Salah satu figur yang kerap menjadi sorotan adalah Yusuf Mansur. Nama yang dulunya begitu dielu-elukan sebagai dai yang inspiratif kini mulai banyak disebut dalam konteks yang negatif. Bukan hanya karena ajaran dakwahnya yang sering kali tidak memiliki dasar kuat dalam sunnah Rasulullah SAW, tetapi juga karena berbagai bisnis yang ia kelola mengalami kegagalan besar. Mulai dari skema investasi yang dikemas dalam bentuk sedekah, bisnis Paytren yang akhirnya dicabut izin operasionalnya oleh Otoritas Jasa Keuangan (OJK), hingga usaha perhotelan dan pertambangan batu bara yang semuanya berujung pada kebangkrutan.
Ironisnya, dalam perjalanan bisnisnya, Yusuf Mansur tak hanya mengandalkan strategi ekonomi, tetapi juga menjadikan kepercayaan jamaah sebagai modal utamanya.

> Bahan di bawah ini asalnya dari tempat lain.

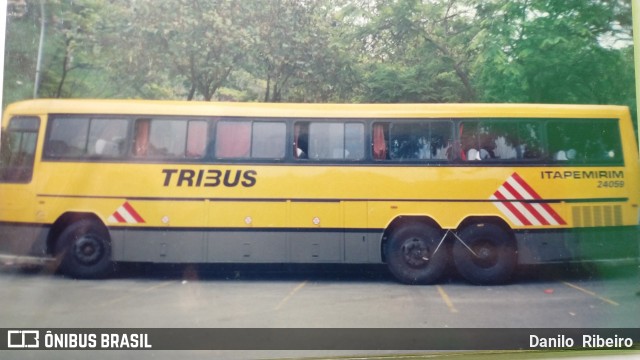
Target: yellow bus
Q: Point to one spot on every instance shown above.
(484, 187)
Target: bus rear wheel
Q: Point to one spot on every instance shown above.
(487, 256)
(411, 254)
(83, 250)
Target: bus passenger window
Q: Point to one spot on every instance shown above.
(196, 139)
(268, 140)
(107, 137)
(233, 139)
(67, 137)
(424, 140)
(141, 143)
(335, 141)
(379, 143)
(592, 141)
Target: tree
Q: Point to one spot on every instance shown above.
(541, 51)
(163, 44)
(417, 51)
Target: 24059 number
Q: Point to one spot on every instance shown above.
(610, 183)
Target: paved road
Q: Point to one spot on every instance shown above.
(316, 296)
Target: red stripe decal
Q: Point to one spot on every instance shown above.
(133, 212)
(523, 219)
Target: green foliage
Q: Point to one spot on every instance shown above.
(573, 51)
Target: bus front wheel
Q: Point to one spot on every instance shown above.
(84, 250)
(411, 254)
(485, 254)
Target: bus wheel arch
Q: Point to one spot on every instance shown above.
(413, 250)
(486, 251)
(81, 245)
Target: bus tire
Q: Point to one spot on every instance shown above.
(410, 254)
(83, 250)
(495, 255)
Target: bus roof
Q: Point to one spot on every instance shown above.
(315, 110)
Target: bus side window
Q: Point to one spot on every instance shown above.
(589, 141)
(196, 139)
(301, 140)
(107, 137)
(233, 139)
(141, 142)
(268, 140)
(379, 144)
(67, 137)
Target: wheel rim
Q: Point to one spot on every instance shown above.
(486, 254)
(416, 252)
(88, 249)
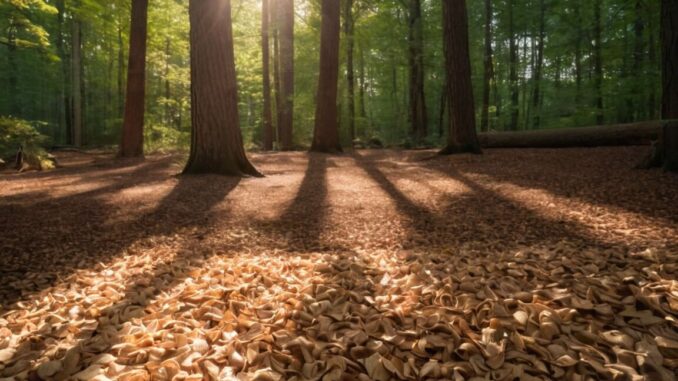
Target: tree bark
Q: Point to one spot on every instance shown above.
(275, 11)
(637, 110)
(62, 107)
(612, 135)
(489, 68)
(168, 87)
(266, 59)
(653, 110)
(513, 70)
(15, 106)
(669, 43)
(350, 74)
(286, 41)
(598, 61)
(132, 144)
(121, 71)
(216, 140)
(578, 53)
(536, 96)
(76, 63)
(326, 131)
(363, 84)
(417, 114)
(462, 134)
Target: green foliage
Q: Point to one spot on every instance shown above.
(16, 134)
(39, 31)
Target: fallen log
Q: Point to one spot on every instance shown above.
(642, 133)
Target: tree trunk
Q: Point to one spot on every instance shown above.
(442, 111)
(168, 87)
(578, 54)
(350, 74)
(63, 84)
(612, 135)
(15, 107)
(286, 40)
(363, 85)
(274, 8)
(76, 63)
(652, 64)
(462, 134)
(536, 96)
(669, 43)
(417, 98)
(132, 144)
(266, 59)
(598, 61)
(216, 140)
(513, 70)
(637, 110)
(326, 131)
(121, 71)
(489, 68)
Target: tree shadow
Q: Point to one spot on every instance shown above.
(301, 225)
(479, 218)
(561, 172)
(185, 212)
(51, 239)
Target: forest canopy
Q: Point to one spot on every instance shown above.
(548, 64)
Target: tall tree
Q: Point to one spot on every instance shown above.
(132, 144)
(489, 69)
(513, 69)
(286, 97)
(669, 48)
(216, 140)
(462, 136)
(417, 98)
(578, 55)
(62, 106)
(265, 56)
(326, 130)
(538, 67)
(598, 60)
(76, 83)
(350, 73)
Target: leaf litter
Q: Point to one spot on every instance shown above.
(396, 277)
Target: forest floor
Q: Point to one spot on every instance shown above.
(517, 264)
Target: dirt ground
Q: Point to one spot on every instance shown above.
(517, 264)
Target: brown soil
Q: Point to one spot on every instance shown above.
(375, 265)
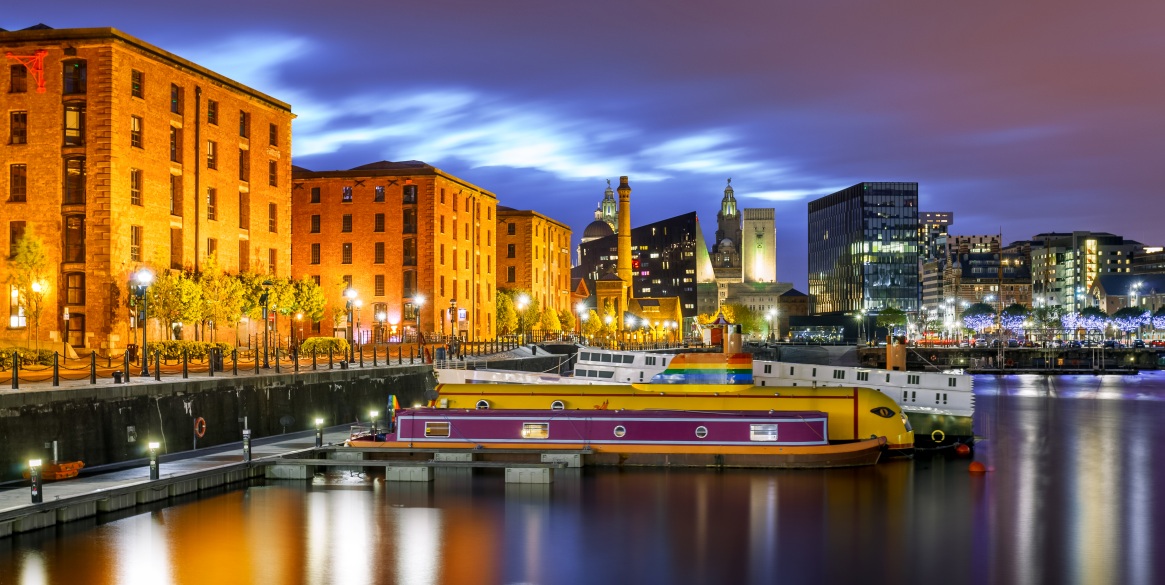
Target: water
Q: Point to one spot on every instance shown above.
(1074, 498)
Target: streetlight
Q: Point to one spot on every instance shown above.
(265, 297)
(143, 277)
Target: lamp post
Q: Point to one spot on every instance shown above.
(351, 295)
(143, 277)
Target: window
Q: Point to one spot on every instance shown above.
(19, 79)
(18, 183)
(244, 255)
(136, 79)
(75, 181)
(176, 247)
(244, 164)
(75, 124)
(135, 131)
(75, 239)
(18, 128)
(176, 195)
(135, 187)
(175, 145)
(75, 288)
(244, 210)
(135, 244)
(176, 101)
(15, 232)
(73, 77)
(15, 311)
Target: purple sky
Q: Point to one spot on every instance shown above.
(1022, 117)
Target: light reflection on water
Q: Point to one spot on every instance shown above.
(1074, 498)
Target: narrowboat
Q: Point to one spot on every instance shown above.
(721, 438)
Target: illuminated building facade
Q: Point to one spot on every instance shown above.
(120, 155)
(534, 255)
(415, 242)
(1064, 266)
(863, 249)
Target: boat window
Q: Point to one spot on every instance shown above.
(767, 432)
(535, 430)
(436, 429)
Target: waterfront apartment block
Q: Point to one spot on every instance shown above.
(534, 254)
(863, 249)
(415, 244)
(120, 155)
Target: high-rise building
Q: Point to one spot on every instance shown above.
(863, 249)
(534, 255)
(1064, 266)
(120, 155)
(414, 242)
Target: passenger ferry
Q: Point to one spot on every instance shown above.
(721, 438)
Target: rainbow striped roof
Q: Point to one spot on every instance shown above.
(707, 368)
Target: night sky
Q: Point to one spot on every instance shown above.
(1017, 115)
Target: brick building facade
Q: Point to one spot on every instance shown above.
(120, 155)
(534, 254)
(408, 238)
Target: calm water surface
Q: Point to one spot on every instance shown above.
(1074, 497)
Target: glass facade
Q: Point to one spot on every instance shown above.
(863, 249)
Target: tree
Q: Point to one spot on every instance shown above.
(506, 318)
(175, 298)
(27, 269)
(979, 317)
(221, 295)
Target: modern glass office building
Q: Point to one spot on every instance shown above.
(863, 249)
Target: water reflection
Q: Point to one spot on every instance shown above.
(1074, 498)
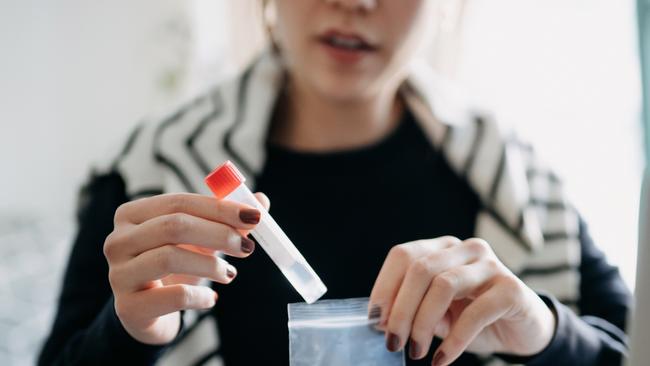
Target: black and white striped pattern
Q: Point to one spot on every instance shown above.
(526, 216)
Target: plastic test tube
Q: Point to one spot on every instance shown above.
(226, 182)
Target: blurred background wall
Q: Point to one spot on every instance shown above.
(76, 75)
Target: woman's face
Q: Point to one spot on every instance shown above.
(349, 49)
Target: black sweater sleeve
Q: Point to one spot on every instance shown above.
(86, 329)
(597, 336)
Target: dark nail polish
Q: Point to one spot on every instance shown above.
(414, 349)
(231, 272)
(250, 216)
(247, 245)
(392, 342)
(438, 358)
(375, 312)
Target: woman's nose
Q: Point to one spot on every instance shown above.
(354, 4)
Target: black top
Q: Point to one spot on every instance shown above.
(344, 211)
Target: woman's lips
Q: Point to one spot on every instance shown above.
(345, 48)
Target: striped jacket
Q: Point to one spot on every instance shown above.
(525, 214)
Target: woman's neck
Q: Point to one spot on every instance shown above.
(305, 121)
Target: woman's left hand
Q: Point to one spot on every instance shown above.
(460, 292)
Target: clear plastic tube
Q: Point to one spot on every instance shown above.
(226, 182)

Berbagai testimoni yang ia sampaikan dalam ceramah-ceramahnya sering kali berisi kisah-kisah kesuksesan yang diklaim sebagai hasil dari sedekah dan wirid tertentu. Akibatnya, banyak pengikut yang rela menyerahkan dana mereka dengan harapan mendapatkan keberkahan seperti yang dijanjikan. Namun, seiring waktu, banyak dari mereka yang justru merasa dirugikan karena janji yang diberikan tak kunjung terealisasi.
Di pengadilan, Yusuf Mansur pun harus menghadapi berbagai tuntutan hukum. Kasus utang-piutang yang mencapai puluhan miliar rupiah menjadi salah satu permasalahan utama yang dihadapinya. Bahkan, putranya pun turut terseret dalam tuduhan praktik penipuan, karena proyek-proyek yang dijanjikan ternyata tidak berjalan sesuai rencana.
Fenomena ini menjadi pelajaran bagi umat Islam untuk lebih kritis dalam menyikapi ajakan-ajakan spiritual yang dikaitkan dengan kepentingan ekonomi. Rasulullah SAW tidak pernah menjanjikan kekayaan instan hanya dengan sekadar membaca doa tertentu tanpa usaha nyata. Sebaliknya, Islam mengajarkan keseimbangan antara ikhtiar dan tawakal, bukan sekadar menjadikan agama sebagai alat untuk mengumpulkan kekayaan pribadi.
Kasus Yusuf Mansur menunjukkan bahwa penggunaan agama untuk kepentingan bisnis bisa berakhir dengan konsekuensi yang serius. Kepercayaan jamaah yang sudah dibangun selama bertahun-tahun bisa runtuh dalam sekejap ketika janji yang diberikan tidak sesuai dengan kenyataan. Oleh karena itu, sudah saatnya umat lebih berhati-hati dalam memilih panutan, agar tidak terjebak dalam fatwa-fatwa yang lebih menguntungkan kepentingan pribadi daripada membimbing umat menuju jalan yang benar.